MISC.

 


LFC7/1942 Pluto Saves the Ship
*
'Pluto Saves the Ship' was written by Jack Hannah, Nick George, and I in 1942 in our evening hours. It was not an adaptation of a cartoon story. Eleanor Packer of Whitman Publishing may have dreamed up the basic plot. It was only a one-shot special designed to take advantage of the wartime jitters. Anyway, we three did the final draft in rough sketch form in my den room in North Hollywood. The post-Pearl Harbor blackouts were in effect, and we had all window blinds closed and taped shut. It was hot and stuffy, and we consumed many beers. The story shows the effects. One of Disney's layout men with a flair for drawing panel after panel of shipyard scaffolding did the artwork. I can't recall his name.
Because of the fact that we were only writing action gags to flesh out someone else's story line, none of us felt we deserved any claim to fame. I certainly forgot the whole business very quickly. As for payment, I doubt that we received more than a dollar a page.

OG8/1943 'The Beaver Dam Story'
The Barney Bear stories were assigned to me for no particular reason that I know of (artists were in short supply, perhaps). I had never heard of Barney Bear or Benny Burro until the office sent me a model sheet of 'Benny, the Lonesome Burro' and asked me to do a finished 8-page story for the MGM Our Gang No. 8. They must have liked the yarn, for they asked me to do another for Our Gang No. 9. Then I was asked for another Benny for Our Gang No. 10.

OG9/1944 'The Escapee Story 1'
The office wrote me to ask if I would do a story for Droopy. They also sent a model sheet of a nameless dog whom I called Happy Hound. I did an 8-pager of him for Our Gang No. 9. Later I saw him in an MGM movie short as Droopy.

OG11/1944 'The Escapee Story 2'
The reason I happened to do the Droopy scripts in 1952 and 53 (Clearly, Barks is mistaken about the years - Editor's remark) is that the office wrote me a note or phoned and asked me to try to write them. I never went out of my way to ask for those sorts of jobs.

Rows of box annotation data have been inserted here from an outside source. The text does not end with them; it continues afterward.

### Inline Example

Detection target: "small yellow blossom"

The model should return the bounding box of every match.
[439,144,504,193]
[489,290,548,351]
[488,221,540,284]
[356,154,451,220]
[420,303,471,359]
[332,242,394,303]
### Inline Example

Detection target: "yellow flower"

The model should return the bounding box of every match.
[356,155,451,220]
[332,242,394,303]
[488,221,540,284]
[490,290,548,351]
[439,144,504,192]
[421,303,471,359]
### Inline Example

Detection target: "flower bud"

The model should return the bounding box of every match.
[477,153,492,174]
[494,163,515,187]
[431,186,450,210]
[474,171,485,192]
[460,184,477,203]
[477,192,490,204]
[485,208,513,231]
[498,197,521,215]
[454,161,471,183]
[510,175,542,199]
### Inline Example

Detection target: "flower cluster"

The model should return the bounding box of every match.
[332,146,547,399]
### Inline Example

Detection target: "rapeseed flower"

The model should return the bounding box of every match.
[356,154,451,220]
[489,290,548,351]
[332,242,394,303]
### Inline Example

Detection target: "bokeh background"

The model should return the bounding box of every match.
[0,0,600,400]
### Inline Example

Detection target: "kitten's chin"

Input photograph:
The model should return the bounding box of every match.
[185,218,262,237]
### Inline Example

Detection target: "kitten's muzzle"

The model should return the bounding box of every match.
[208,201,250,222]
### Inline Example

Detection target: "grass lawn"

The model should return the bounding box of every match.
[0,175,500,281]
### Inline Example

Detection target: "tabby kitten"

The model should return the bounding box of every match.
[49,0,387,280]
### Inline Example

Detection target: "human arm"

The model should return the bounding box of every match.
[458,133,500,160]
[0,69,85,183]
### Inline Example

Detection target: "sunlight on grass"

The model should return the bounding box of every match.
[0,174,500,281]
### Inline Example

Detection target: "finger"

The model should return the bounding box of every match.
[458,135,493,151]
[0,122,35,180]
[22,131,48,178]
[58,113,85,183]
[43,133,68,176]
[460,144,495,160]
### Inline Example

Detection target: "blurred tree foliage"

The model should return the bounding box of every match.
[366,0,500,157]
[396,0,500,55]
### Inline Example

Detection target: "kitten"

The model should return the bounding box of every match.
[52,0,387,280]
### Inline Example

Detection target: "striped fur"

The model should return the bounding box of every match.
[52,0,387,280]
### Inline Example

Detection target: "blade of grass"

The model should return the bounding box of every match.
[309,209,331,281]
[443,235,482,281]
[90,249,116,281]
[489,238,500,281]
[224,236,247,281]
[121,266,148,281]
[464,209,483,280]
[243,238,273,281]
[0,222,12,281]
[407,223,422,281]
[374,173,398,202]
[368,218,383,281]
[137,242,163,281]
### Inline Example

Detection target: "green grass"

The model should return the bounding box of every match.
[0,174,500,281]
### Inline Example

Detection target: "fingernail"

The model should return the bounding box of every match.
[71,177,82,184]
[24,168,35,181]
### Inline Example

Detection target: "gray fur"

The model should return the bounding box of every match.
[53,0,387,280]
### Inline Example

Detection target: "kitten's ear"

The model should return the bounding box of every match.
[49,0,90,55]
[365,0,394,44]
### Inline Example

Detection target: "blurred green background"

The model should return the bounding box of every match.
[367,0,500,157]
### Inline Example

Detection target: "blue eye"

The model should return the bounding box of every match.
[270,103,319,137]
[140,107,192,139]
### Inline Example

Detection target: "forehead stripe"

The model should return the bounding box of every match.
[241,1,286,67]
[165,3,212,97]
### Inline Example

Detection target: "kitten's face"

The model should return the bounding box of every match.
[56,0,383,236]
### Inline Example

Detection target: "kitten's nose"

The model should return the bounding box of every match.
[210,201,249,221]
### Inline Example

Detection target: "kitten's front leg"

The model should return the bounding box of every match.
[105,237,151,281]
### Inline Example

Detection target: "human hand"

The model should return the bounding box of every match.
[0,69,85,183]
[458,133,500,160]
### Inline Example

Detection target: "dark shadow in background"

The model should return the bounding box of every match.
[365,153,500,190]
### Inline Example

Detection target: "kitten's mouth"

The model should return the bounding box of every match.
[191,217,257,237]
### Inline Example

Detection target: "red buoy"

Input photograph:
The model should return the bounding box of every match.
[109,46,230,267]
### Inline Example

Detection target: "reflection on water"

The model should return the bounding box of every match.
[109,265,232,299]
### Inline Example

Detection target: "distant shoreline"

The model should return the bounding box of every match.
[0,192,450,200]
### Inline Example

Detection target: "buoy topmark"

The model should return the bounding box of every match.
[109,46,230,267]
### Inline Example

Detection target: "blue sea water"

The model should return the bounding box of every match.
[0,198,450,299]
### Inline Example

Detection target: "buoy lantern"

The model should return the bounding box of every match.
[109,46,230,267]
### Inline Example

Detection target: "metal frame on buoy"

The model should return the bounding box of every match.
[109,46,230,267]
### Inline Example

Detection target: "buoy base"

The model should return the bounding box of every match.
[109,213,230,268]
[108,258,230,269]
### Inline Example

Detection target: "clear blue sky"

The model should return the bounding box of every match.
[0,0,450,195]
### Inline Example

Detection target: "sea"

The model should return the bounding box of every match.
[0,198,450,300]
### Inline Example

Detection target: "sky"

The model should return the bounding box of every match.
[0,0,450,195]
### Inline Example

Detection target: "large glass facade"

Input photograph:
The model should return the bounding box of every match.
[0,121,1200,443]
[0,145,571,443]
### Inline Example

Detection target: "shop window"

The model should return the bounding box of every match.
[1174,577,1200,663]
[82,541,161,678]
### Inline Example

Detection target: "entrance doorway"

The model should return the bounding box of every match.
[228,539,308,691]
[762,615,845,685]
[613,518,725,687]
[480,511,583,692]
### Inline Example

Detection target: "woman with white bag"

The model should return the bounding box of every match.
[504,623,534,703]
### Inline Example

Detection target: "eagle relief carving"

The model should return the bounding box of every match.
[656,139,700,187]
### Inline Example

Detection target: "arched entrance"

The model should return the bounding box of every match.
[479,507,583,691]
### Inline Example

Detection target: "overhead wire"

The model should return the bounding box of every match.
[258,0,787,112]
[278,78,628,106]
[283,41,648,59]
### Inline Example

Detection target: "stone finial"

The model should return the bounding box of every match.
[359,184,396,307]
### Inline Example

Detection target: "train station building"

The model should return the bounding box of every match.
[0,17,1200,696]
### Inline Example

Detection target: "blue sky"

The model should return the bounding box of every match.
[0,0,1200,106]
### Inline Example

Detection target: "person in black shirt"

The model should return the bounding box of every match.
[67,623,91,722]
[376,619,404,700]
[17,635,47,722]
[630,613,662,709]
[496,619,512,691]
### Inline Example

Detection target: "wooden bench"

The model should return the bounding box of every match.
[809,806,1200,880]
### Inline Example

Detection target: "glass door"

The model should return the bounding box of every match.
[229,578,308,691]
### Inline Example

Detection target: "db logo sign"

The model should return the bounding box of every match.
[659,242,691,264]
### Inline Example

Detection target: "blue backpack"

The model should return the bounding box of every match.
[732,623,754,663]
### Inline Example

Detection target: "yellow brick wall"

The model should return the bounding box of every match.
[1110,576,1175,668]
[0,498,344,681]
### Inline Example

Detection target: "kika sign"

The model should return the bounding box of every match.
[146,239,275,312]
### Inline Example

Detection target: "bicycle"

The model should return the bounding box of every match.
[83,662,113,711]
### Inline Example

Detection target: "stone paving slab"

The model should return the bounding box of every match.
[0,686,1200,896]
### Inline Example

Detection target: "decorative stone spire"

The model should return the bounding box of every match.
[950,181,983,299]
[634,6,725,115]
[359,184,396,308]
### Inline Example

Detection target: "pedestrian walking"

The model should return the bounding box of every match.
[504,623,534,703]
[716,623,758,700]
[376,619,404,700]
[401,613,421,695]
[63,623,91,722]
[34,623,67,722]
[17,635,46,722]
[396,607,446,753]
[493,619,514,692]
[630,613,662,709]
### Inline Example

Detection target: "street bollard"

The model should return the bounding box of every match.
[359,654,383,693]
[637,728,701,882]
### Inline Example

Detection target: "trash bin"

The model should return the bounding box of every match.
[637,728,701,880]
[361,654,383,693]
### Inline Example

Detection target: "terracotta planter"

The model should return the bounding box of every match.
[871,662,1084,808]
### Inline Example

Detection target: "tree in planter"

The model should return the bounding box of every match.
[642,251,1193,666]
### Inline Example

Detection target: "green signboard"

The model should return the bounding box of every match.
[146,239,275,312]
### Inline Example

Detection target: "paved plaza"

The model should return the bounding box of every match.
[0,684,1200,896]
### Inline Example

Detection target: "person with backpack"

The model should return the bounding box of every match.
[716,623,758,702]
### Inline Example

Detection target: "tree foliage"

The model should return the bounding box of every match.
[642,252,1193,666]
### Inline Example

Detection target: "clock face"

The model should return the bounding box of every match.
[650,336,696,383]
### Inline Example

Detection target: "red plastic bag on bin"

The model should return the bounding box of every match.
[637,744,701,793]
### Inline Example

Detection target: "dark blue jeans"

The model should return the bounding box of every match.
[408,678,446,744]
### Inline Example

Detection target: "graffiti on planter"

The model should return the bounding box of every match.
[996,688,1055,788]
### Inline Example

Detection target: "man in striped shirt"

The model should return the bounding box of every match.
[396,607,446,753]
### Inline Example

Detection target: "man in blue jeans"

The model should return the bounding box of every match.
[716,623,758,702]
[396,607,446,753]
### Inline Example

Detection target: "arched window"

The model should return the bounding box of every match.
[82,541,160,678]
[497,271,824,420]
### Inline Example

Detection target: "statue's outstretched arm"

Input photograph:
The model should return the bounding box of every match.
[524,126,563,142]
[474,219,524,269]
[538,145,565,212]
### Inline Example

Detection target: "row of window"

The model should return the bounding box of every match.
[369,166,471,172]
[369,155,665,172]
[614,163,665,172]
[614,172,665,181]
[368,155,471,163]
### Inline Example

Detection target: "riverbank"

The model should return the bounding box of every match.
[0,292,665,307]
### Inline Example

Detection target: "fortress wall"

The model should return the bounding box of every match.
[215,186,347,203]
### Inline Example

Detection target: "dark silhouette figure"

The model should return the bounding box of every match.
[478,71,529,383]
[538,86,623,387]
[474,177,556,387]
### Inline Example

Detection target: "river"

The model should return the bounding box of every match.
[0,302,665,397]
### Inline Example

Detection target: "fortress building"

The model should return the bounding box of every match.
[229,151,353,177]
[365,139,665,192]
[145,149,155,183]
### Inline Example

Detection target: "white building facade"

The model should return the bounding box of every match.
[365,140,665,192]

OG11/1944 'The Ghost Town Story'
Next, I was asked to combine Benny with Barney Bear into an 8-page, 8-panel format as a regular feature, starting in Our Gang No. 11.

CP1 Letter to Santa
In 1926, Liberty magazine ran a cartoon by James Flagg showing a battle of steam shovels on a construction site in New York. When shown this drawing, Barks said: I had no idea Flagg ever stooped to such slapstick. No, I had never seen his cartoon, nor had I ever read Liberty magazine except in dentists' waiting rooms. The idea of steam shovels fighting is another of those 'naturals' that anybody should be able to think up.

DD45 'The Dogcatcher Story'
Written and drawn as an 8 page story but the editors whittled it down to fit a special hole in a rush. In the process they got some panels reversed on the bottom half of page 5, leaving the story a bad jumbled mess.

DD68 Master Glasser
The Master Glasser story was from a script sent to me from the office. As usual, I did lots of rewriting to pull the gags together.

WDCD Dainty Daredevil
The Daisy Duck story in W.D.C. Digest must be one I drew for Chase (Craig - Editor's remark) last June. 8 pages. He was desperate for someone to do the art. All the current ink slingers having been busy or away on vacation.